Facial emotion recognition after curative nondominant temporal lobectomy in patients with mesial temporal sclerosis

Shearwood McClelland, Rebeca E Garcia, Daniel M Peraza, Tina T Shih, Lawrence J Hirsch, Joy Hirsch, Robert R Goodman
Epilepsia 2006, 47 (8): 1337-42

PURPOSE: The right (nondominant) amygdala is crucial for processing facial emotion recognition (FER). Patients with temporal lobe epilepsy (TLE) associated with mesial temporal sclerosis (MTS) often incur right amygdalar damage, resulting in impaired FER if TLE onset occurred before age 6 years. Consequently, early right mesiotemporal insult has been hypothesized to impair plasticity, resulting in FER deficits, whereas damage after age 5 years results in no deficit. The authors performed this study to test this hypothesis in a uniformly seizure-free postsurgical population.

METHODS: Controls (n=10), early-onset patients (n=7), and late-onset patients (n=5) were recruited. All patients had nondominant anteromedial temporal lobectomy (AMTL), Wada-confirmed left-hemisphere language dominance and memory support, MTS on both preoperative MRI and biopsy, and were Engel class I 5 years postoperatively. By using a standardized (Ekman and Friesen) human face series, subjects were asked to match the affect of one of two faces to that of a simultaneously presented target face. Target faces expressed fear, anger, or happiness.

RESULTS: Statistical analysis revealed that the early-onset group had significantly impaired FER (measured by percentage of faces correct) for fear (p=0.036), whereas the FER of the late-onset group for fear was comparable to that of controls. FER for anger and happiness was comparable across all three groups.
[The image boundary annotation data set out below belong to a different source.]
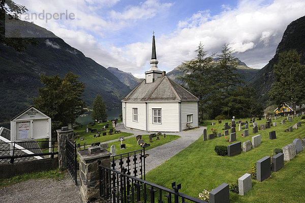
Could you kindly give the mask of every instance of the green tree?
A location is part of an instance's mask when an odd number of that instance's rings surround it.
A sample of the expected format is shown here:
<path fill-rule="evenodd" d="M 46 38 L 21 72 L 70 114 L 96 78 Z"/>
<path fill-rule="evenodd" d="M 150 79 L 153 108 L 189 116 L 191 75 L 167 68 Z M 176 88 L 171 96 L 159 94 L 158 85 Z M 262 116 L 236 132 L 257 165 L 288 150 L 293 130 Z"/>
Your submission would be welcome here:
<path fill-rule="evenodd" d="M 12 28 L 6 33 L 10 37 L 7 37 L 7 36 L 6 37 L 5 23 L 9 21 L 11 26 L 14 26 L 13 25 L 16 24 L 16 21 L 19 20 L 18 15 L 27 11 L 24 6 L 16 4 L 12 0 L 0 0 L 0 43 L 19 52 L 26 49 L 27 44 L 38 44 L 35 39 L 21 38 L 21 34 L 17 28 Z"/>
<path fill-rule="evenodd" d="M 62 127 L 73 125 L 75 119 L 84 112 L 86 107 L 81 97 L 84 90 L 83 83 L 76 80 L 78 76 L 72 72 L 64 78 L 58 75 L 40 76 L 45 88 L 38 89 L 39 97 L 33 99 L 35 105 L 52 120 L 52 133 Z"/>
<path fill-rule="evenodd" d="M 206 99 L 210 94 L 213 59 L 212 55 L 206 56 L 206 52 L 201 42 L 195 51 L 197 53 L 195 59 L 182 63 L 180 69 L 184 74 L 178 78 L 192 94 L 199 99 L 199 116 L 202 121 L 204 112 L 206 112 Z"/>
<path fill-rule="evenodd" d="M 219 60 L 217 61 L 215 68 L 216 88 L 214 91 L 214 102 L 219 104 L 219 109 L 222 113 L 227 117 L 232 115 L 232 106 L 230 102 L 232 99 L 233 91 L 240 87 L 244 83 L 241 79 L 242 76 L 237 73 L 238 63 L 236 59 L 233 56 L 234 50 L 225 44 L 221 53 L 217 55 Z"/>
<path fill-rule="evenodd" d="M 273 67 L 276 80 L 269 94 L 279 106 L 284 103 L 291 104 L 294 114 L 296 106 L 305 99 L 305 66 L 300 59 L 300 55 L 295 49 L 280 53 L 279 62 Z"/>
<path fill-rule="evenodd" d="M 91 117 L 93 119 L 98 121 L 100 120 L 105 121 L 107 119 L 107 115 L 106 113 L 105 103 L 99 94 L 97 95 L 93 101 L 92 110 L 93 110 L 93 112 L 91 113 Z"/>

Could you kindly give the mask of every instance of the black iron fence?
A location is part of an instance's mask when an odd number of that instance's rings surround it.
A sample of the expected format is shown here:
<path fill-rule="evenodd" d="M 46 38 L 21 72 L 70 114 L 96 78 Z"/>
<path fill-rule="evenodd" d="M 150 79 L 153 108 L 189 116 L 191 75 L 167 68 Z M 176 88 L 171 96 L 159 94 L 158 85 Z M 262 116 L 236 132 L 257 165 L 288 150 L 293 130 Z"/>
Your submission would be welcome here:
<path fill-rule="evenodd" d="M 138 177 L 145 180 L 145 159 L 148 156 L 145 154 L 145 148 L 127 152 L 110 157 L 111 168 L 121 172 L 126 170 L 126 174 Z"/>
<path fill-rule="evenodd" d="M 179 192 L 181 184 L 172 183 L 173 190 L 149 182 L 122 172 L 99 165 L 100 197 L 106 202 L 167 202 L 178 203 L 186 201 L 198 203 L 206 201 Z"/>
<path fill-rule="evenodd" d="M 66 140 L 66 149 L 67 150 L 67 170 L 77 185 L 77 153 L 76 142 Z"/>
<path fill-rule="evenodd" d="M 24 161 L 26 157 L 53 158 L 55 155 L 58 155 L 58 152 L 55 140 L 0 142 L 0 160 L 9 159 L 11 163 L 14 163 L 16 159 L 23 158 Z"/>

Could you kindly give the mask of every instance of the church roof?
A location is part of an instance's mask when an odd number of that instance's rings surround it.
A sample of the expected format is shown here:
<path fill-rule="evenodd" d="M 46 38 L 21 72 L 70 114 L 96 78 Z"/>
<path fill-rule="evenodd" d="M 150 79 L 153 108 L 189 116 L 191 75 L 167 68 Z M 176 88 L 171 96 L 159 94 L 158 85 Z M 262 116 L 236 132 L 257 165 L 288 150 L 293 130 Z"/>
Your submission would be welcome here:
<path fill-rule="evenodd" d="M 143 80 L 122 101 L 198 101 L 199 99 L 166 76 L 146 83 Z"/>

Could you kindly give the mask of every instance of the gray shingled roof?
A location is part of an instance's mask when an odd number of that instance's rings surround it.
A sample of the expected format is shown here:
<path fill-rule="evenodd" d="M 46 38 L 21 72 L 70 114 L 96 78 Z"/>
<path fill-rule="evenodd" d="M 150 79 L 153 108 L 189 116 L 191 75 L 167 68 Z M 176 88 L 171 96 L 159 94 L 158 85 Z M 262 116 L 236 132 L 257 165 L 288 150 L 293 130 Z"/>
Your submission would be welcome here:
<path fill-rule="evenodd" d="M 198 101 L 199 99 L 167 76 L 158 78 L 154 82 L 143 80 L 122 101 Z"/>
<path fill-rule="evenodd" d="M 2 132 L 0 134 L 0 136 L 10 140 L 11 140 L 11 131 L 9 129 L 7 129 L 4 127 L 0 128 L 0 130 L 1 128 L 3 129 Z M 38 142 L 28 142 L 25 141 L 20 143 L 16 142 L 16 144 L 22 147 L 25 149 L 28 150 L 28 151 L 32 152 L 34 153 L 42 153 L 42 151 L 40 149 L 33 149 L 33 148 L 40 148 L 39 145 L 38 145 Z M 6 150 L 10 150 L 11 149 L 10 144 L 5 142 L 4 141 L 1 140 L 0 139 L 0 157 L 4 156 L 9 156 L 10 155 L 10 151 L 3 151 Z M 24 152 L 23 152 L 21 150 L 18 150 L 16 148 L 15 148 L 15 150 L 17 150 L 15 151 L 14 154 L 15 155 L 22 155 L 24 154 L 27 154 Z M 43 158 L 43 157 L 42 157 Z M 14 163 L 18 163 L 23 161 L 29 161 L 33 160 L 37 160 L 34 157 L 22 157 L 22 158 L 18 158 L 17 159 L 15 159 Z M 10 159 L 0 159 L 0 164 L 5 164 L 5 163 L 9 163 Z"/>

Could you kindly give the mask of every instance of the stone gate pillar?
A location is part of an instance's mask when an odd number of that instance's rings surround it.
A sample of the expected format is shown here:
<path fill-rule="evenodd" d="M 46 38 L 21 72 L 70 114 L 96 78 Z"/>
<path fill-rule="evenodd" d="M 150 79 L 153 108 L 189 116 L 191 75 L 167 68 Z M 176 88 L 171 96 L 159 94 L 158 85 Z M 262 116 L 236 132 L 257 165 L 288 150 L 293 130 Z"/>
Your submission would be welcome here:
<path fill-rule="evenodd" d="M 66 139 L 73 141 L 74 130 L 68 127 L 63 127 L 61 130 L 56 130 L 57 133 L 57 149 L 58 152 L 58 165 L 60 170 L 67 169 Z"/>
<path fill-rule="evenodd" d="M 98 162 L 110 167 L 110 153 L 100 146 L 88 147 L 79 150 L 80 193 L 83 202 L 92 201 L 100 197 Z"/>

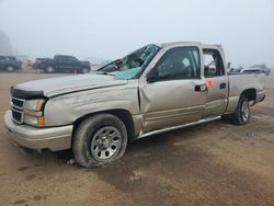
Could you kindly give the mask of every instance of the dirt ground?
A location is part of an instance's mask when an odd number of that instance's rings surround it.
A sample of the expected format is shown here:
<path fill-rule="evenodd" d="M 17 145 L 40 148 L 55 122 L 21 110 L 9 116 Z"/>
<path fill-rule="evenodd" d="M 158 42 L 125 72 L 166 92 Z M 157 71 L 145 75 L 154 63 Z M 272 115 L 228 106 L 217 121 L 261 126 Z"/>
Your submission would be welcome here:
<path fill-rule="evenodd" d="M 246 126 L 216 121 L 140 139 L 107 167 L 70 151 L 28 154 L 3 127 L 9 87 L 53 75 L 0 73 L 0 205 L 274 205 L 274 76 Z"/>

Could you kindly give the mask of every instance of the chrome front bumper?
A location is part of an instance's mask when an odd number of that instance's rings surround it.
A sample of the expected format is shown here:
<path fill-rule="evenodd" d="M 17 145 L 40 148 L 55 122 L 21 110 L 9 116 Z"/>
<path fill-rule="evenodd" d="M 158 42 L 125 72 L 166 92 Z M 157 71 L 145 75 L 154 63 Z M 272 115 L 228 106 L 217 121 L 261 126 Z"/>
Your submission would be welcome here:
<path fill-rule="evenodd" d="M 30 149 L 58 151 L 71 146 L 72 125 L 52 128 L 19 125 L 12 122 L 11 111 L 8 111 L 4 114 L 4 127 L 13 141 Z"/>

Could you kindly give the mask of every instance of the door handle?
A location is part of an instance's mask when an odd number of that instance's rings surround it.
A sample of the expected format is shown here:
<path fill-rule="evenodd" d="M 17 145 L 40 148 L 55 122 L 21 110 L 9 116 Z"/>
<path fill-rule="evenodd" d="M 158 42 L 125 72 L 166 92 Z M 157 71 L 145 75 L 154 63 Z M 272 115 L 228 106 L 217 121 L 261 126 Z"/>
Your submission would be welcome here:
<path fill-rule="evenodd" d="M 220 83 L 220 87 L 219 87 L 219 88 L 220 88 L 220 90 L 221 90 L 221 89 L 226 89 L 226 88 L 227 88 L 227 83 L 225 83 L 225 82 Z"/>
<path fill-rule="evenodd" d="M 207 87 L 205 83 L 203 83 L 203 84 L 195 85 L 194 90 L 195 92 L 204 92 L 204 91 L 207 91 Z"/>

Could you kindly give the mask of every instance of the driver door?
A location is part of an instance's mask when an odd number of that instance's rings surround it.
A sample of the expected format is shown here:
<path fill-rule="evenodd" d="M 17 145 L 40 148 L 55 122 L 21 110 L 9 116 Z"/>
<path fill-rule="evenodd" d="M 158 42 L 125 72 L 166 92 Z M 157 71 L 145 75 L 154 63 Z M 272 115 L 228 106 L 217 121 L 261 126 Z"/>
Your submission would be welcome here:
<path fill-rule="evenodd" d="M 201 119 L 206 84 L 201 79 L 201 49 L 175 47 L 165 52 L 140 85 L 140 110 L 145 131 Z"/>

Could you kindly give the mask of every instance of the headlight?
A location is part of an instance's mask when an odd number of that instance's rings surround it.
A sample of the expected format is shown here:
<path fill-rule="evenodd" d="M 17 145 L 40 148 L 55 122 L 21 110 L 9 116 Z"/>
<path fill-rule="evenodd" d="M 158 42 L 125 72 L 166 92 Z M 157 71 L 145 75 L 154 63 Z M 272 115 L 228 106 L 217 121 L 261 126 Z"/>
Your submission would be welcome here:
<path fill-rule="evenodd" d="M 30 116 L 24 115 L 24 123 L 27 125 L 36 126 L 36 127 L 44 127 L 44 116 Z"/>
<path fill-rule="evenodd" d="M 39 111 L 43 110 L 43 106 L 44 106 L 45 102 L 46 102 L 46 100 L 44 100 L 44 99 L 41 99 L 41 100 L 27 100 L 27 101 L 25 101 L 24 110 L 39 112 Z"/>
<path fill-rule="evenodd" d="M 45 103 L 45 99 L 25 101 L 23 107 L 24 123 L 36 127 L 44 127 L 43 108 Z"/>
CONCLUSIONS: Despite seizure control/freedom after AMTL, early TLE onset continues to impair FER for frightened expressions (but not for angry or happy expression), whereas late TLE onset does not impair FER, with no indication that AMTL resulted in FER impairment. These results indicate that proper development of the right amygdala is necessary for optimal fear recognition, with other neural processes unable to compensate for early amygdalar damage.